The polite way of putting this is that Gizmodo is burying the lede. The impolite way is that there is deliberate misleading going on here, in an article headlined, “These Companies Know When You’re Pregnant—And They’re Not Keeping It Secret.”
The article, with subhead “Gizmodo identified 32 brokers selling data on 2.9 billion profiles of U.S. residents pegged as ‘actively pregnant’ or ‘shopping for maternity products,’” is a discussion of how internet companies – the horrors! – sell our information. This will then be used to track those who have abortions and therefore – well, the rest of the picture rather draws itself, doesn’t it?
That is not, in fact, what is happening. Internet data just doesn’t work that way. No one actually says, “Jane Doe is pregnant, here’s all about her.” The entire worry is something made up, a function of people not understanding how it does work.
It’s only in paragraph 6 – and described in a slightly confusing manner as well – that what does happen is actually explained:
In all cases, these datasets were sold on what’s known as a “CPM” or “cost per mille” basis — which essentially means that whoever buys them only pays for the number of end-users that are reached with a given ad. Depending on who was offering up a dataset, the price per user ranged from 49 cents per user reached to a whopping $2.25.
No one does sell the information. They, instead, rent the opportunity to advertise to those people. The reason they never sell is that they want to be able to rent it more than once. Further, what is being sold is the ability to advertise. To advertise to those people who might be, or might become, or might be actively trying to become, pregnant.
No one does sell data. They rent the opportunity to advertise. The importance of this is that if the data is never sold – it isn’t – then that whole claim about selling data is proven to be incorrect, isn’t it? Even, mis- or dis-information.
Gizmodo itself runs exactly those programmatic ads which depend upon this sort of demographic information. But then that’s no surprise; the entire magazine industry has run on this basis for a century and more. “Baby and Mother” magazine will claim that its readership is largely mothers of babies and those who want to be, “Hot Rod Monthly” will point out that it has a rather more male readership. And their ad rates change accordingly. Advertisers then pick where they advertise based on such readerships. The only difference for online is that the fine divisions of who is interested in what are finer.
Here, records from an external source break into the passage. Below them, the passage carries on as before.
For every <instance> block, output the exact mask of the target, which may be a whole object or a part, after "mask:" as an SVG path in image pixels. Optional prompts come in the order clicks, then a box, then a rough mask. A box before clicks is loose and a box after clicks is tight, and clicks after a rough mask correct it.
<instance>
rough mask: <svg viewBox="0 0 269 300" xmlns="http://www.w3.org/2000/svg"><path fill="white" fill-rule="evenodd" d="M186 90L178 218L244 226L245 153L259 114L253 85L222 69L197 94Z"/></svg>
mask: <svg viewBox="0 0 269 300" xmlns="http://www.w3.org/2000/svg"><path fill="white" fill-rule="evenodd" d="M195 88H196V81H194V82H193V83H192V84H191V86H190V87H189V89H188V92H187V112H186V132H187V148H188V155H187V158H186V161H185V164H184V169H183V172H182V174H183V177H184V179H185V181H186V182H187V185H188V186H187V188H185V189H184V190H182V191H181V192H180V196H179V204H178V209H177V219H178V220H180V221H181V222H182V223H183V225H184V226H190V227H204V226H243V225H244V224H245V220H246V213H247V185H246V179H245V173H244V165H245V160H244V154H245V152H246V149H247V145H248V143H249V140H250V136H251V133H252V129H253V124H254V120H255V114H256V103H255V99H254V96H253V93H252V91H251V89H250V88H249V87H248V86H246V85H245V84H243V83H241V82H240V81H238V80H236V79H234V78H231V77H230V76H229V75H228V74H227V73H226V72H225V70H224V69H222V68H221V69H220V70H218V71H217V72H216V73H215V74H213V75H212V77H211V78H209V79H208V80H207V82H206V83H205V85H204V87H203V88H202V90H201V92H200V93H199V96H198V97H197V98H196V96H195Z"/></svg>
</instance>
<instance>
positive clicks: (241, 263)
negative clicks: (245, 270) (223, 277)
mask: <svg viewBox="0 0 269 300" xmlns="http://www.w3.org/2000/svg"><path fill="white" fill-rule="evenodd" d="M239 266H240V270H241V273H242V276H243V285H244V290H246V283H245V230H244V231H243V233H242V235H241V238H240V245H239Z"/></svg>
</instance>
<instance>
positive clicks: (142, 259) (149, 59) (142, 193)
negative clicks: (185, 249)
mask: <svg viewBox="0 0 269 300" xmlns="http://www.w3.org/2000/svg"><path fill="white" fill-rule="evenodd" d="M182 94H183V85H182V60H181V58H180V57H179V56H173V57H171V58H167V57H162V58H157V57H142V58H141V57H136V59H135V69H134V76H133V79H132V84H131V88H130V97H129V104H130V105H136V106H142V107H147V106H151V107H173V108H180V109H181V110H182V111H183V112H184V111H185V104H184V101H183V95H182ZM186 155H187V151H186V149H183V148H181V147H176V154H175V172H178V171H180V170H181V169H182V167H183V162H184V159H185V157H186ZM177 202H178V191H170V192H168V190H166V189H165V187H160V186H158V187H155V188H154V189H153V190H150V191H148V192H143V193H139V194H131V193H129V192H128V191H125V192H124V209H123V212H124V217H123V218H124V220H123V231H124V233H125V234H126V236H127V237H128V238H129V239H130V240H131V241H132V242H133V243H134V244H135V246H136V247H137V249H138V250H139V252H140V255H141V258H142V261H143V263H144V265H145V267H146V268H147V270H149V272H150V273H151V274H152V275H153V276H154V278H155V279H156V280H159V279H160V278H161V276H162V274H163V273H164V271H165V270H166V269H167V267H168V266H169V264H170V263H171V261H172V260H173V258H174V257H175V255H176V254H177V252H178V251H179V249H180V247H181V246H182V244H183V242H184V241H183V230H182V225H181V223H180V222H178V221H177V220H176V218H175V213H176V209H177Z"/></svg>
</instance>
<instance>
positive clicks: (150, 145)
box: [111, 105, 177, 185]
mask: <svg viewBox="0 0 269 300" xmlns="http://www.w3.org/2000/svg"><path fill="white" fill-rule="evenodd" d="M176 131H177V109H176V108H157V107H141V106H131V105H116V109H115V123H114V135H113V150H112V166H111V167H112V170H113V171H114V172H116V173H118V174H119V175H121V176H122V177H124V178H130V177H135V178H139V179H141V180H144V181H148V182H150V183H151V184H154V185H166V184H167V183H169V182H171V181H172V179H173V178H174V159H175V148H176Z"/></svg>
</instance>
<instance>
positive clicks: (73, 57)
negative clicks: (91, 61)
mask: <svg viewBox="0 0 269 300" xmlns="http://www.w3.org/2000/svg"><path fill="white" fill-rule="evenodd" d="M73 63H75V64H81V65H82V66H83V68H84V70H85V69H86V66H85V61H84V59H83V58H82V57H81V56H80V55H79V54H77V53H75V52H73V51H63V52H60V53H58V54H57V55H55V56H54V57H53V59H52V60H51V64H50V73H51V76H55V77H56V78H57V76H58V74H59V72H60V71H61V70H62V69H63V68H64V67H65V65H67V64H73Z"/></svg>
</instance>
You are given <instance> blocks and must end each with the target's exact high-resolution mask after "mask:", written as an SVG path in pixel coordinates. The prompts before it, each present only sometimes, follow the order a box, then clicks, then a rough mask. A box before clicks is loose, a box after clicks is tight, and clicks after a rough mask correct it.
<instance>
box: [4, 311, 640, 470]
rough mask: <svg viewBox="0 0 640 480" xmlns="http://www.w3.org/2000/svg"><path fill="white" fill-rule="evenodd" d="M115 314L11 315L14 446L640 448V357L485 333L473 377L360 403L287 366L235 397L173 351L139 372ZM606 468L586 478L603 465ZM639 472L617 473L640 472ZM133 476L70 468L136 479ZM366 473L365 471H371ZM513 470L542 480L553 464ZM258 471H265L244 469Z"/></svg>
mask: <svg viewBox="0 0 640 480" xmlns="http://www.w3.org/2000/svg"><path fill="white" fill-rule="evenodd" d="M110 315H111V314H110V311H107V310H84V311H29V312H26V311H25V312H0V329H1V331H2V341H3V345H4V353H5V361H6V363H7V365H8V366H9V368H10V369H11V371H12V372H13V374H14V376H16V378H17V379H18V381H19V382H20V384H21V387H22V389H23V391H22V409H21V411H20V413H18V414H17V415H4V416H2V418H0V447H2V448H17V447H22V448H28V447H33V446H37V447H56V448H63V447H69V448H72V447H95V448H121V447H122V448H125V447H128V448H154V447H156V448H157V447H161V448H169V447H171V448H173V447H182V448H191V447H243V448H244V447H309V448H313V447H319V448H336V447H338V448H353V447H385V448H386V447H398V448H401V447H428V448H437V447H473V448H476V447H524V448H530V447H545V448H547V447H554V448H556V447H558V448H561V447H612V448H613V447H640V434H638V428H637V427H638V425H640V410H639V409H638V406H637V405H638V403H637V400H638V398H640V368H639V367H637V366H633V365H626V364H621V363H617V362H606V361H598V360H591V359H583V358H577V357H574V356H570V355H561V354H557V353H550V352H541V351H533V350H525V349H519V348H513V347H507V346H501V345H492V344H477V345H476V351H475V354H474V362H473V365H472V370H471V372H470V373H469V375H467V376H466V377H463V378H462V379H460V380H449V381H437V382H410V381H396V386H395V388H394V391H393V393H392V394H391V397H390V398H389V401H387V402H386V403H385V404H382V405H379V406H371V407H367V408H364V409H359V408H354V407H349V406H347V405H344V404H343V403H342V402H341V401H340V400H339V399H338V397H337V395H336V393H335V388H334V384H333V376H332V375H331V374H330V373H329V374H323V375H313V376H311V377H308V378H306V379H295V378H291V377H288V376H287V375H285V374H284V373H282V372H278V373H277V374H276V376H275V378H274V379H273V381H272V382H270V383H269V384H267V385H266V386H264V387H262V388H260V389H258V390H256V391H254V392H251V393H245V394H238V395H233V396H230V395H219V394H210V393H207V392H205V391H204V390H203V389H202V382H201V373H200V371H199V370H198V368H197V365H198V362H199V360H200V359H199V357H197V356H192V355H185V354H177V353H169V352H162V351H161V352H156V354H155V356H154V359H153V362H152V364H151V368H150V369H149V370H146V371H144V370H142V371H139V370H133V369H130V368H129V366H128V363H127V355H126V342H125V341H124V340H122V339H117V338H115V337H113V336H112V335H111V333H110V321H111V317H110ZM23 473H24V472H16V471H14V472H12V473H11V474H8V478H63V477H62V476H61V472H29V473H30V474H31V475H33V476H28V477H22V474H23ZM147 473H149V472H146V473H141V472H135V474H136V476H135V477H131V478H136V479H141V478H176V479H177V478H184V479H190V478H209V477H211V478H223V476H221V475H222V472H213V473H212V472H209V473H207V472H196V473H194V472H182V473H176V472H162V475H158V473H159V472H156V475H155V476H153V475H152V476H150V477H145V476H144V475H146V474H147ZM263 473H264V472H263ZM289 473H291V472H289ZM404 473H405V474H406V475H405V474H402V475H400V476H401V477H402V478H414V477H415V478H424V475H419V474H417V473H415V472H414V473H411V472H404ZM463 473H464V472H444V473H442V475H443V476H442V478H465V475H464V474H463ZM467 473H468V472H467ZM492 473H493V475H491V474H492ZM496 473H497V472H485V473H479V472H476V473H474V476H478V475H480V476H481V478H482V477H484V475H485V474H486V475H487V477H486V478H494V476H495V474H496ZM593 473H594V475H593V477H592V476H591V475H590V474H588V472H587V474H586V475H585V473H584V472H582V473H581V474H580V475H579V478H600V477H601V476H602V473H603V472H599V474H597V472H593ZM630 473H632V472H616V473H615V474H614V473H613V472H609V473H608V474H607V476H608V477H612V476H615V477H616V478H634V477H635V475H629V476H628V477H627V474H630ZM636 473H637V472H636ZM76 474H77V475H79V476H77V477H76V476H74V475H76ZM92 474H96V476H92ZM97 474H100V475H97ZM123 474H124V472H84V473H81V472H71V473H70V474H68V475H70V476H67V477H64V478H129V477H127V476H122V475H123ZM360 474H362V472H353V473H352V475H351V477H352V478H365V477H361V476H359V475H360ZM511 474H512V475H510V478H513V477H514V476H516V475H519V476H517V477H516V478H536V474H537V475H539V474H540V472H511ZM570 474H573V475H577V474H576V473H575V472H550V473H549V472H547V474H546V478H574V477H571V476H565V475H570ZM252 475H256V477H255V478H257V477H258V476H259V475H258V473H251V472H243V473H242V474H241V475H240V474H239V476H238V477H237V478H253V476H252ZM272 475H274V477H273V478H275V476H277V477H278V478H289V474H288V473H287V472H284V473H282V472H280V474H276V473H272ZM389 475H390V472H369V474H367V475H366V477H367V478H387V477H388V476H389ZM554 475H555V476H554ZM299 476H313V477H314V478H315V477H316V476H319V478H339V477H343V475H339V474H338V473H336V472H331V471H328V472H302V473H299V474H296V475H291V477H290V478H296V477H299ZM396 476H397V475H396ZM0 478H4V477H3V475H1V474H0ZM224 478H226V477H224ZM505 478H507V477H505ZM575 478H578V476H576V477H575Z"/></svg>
The internet industry doesn’t “sell your data.” It rents out the ability to advertise to you. Sure, annoying, but very much a different thing.
Gizmodo is in the top 50 for computer media sites in the U.S. They know this – as they show by paragraph 6 of theirs. They gain some 16 million visits a month from their position. They know that the data sales claim is wrong. And yet they mislead.
Now, whether it is burying the lede – that’s just a crime against journalism school by not explaining the important part upfront – or some desire to misinform it’s still not good enough. Gizmodo knows, because they say so, that data isn’t sold. So why does everything other than para 6 lead people to think that data is sold?